23,777 cases in London’s Crown and Magistrates courts were dropped or delayed in 2012.5Failings by the prosecution and court system were to blame for four in ten (9,560) thrown out or delayed cases, working out at 184 every week. London was the worst performing region for delayed cases (16% at Crown Courts and 20% at Magistrates  Court level classed as ‘ineffective’).5 The North East had the highest number of cases being thrown out  (53% at Crown Court level and 44% at Magistrates Courts classed as ‘cracked’

And this report is from a Conservative grouping. For how much longer can such a state of affairs continue?

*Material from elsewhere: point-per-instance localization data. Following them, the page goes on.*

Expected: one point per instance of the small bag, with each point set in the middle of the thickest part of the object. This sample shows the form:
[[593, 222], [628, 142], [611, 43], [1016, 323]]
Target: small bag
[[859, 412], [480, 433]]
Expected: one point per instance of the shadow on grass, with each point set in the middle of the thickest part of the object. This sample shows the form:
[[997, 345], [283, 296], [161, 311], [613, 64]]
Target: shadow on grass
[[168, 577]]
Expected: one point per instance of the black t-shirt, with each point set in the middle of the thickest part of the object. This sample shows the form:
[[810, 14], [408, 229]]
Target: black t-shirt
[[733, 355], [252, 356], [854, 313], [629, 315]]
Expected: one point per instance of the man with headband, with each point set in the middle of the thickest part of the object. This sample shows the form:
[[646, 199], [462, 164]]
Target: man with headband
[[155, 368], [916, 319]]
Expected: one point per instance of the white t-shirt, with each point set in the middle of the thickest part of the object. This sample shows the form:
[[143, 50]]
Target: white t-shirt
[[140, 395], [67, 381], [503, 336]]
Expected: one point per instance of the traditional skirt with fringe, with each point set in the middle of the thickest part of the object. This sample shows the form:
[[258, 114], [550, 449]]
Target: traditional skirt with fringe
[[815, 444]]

Last week saw a  reinvigorated  House of Commons defeat a government which wanted to take this country to yet another war.  This decision was endorsed by a recent chief of the army; a man whom we presume knows all there is to know about such matters.  He was not alone amongst his recently retired colleagues in uniform.  Government spokesmen and others bewailed the decision commenting that Britain had thereby lost its status amongst the nations.  And this after the self same government has presided over the biggest reduction in the armed forces in living memory.

There is a commonly used phrase for all this; “driving on empty”.  We are not driving on empty.  As far as our justice system goes we are coasting to a dead stop.